Imperial Legislative Council (India)
- Long title An Act to consolidate and amend the law relating to the Government Paper Currency ;
- Citation: Act No. 3 of 1861
- Enacted by: Imperial Legislative Council (India)
- Enacted: 1861
- Commenced: 1861

= Paper Currency Act, 1861 =

British Indian law

The Paper Currency Act, 1861 is an act in India dating from the British colonial rule, that is currently no longer in force.

== Background ==

Before the passing of the Act, there were a number of commercial banks in India which issued their own banknotes to the general public.
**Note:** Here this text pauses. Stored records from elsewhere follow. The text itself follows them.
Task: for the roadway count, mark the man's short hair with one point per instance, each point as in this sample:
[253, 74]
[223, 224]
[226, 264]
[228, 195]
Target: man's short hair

Some of these commercial banks included:
- The General Bank of Bengal and Bihar
- The Bank of Hindostan, which had been set up by the Alexander and Co. agency house

The East India Company, which then ruled over large parts of India, wanted to take away this power of issuing banknotes from the commercial banks, as a result of which The Paper Currency Act, 1861 was enacted into law.

== Tenets and Precepts ==

After the enactment of the Act, the East India Company government became the sole issuer of banknotes in India.

The three Presidency Banks of India became the issuer of banknotes on the behalf of the East India Company:
- Bank of Calcutta
- Bank of Bombay
- Bank of Madras

== Repealment ==

Just a few years before the Independence of India, the Reserve Bank of India Act, 1934 was passed which effectively repealed The Paper Currency Act, 1861. From now onwards, the Reserve Bank of India became the sole issuer of banknotes in India.